A prolonged military escalation in the Middle East could shrink regional economies by 3.7 to 6.0 percent of GDP, translating into losses of $120-194 billion, according to a press release on the United Nations Development Programme website.
The assessment, titled “Military Escalation in the Middle East: Economic and Social Implications for the Arab States region,” warns that the economic damage could exceed the region’s total GDP growth recorded in 2025.
The report also projects a sharp labour market impact, with unemployment rising by up to 4 percentage points -- equivalent to 3.6 million jobs lost -- while up to 4 million people could be pushed into poverty.
“This crisis rings alarm bells for countries of the region to fundamentally reevaluate their strategic choices,” said Abdallah Al Dardari, UN Assistant Secretary-General and Director of the Regional Bureau for Arab States at UNDP. He stressed the need for stronger regional cooperation and economic diversification beyond hydrocarbon dependence.
Using computable general equilibrium modelling, the study examined multiple conflict scenarios, factoring in disruptions such as surging trade costs, productivity losses, and damage to capital.
The findings show uneven impacts across sub-regions.

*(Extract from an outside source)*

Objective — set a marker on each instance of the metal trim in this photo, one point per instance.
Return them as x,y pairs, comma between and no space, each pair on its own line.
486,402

The Gulf Cooperation Council and the Levant are expected to face the largest GDP losses -- ranging from about 5.2 to 8.5 percent -- driven by trade disruptions and energy market volatility. Poverty increases are projected to be most severe in the Levant and least developed Arab countries.
In the Levant alone, poverty could rise by 5 percent, pushing up to 3.3 million more people into hardship -- accounting for over three-quarters of the region’s total increase.
Overall, the report warns that human development across the region could decline by 0.2 to 0.4 percent, setting back progress by up to a year.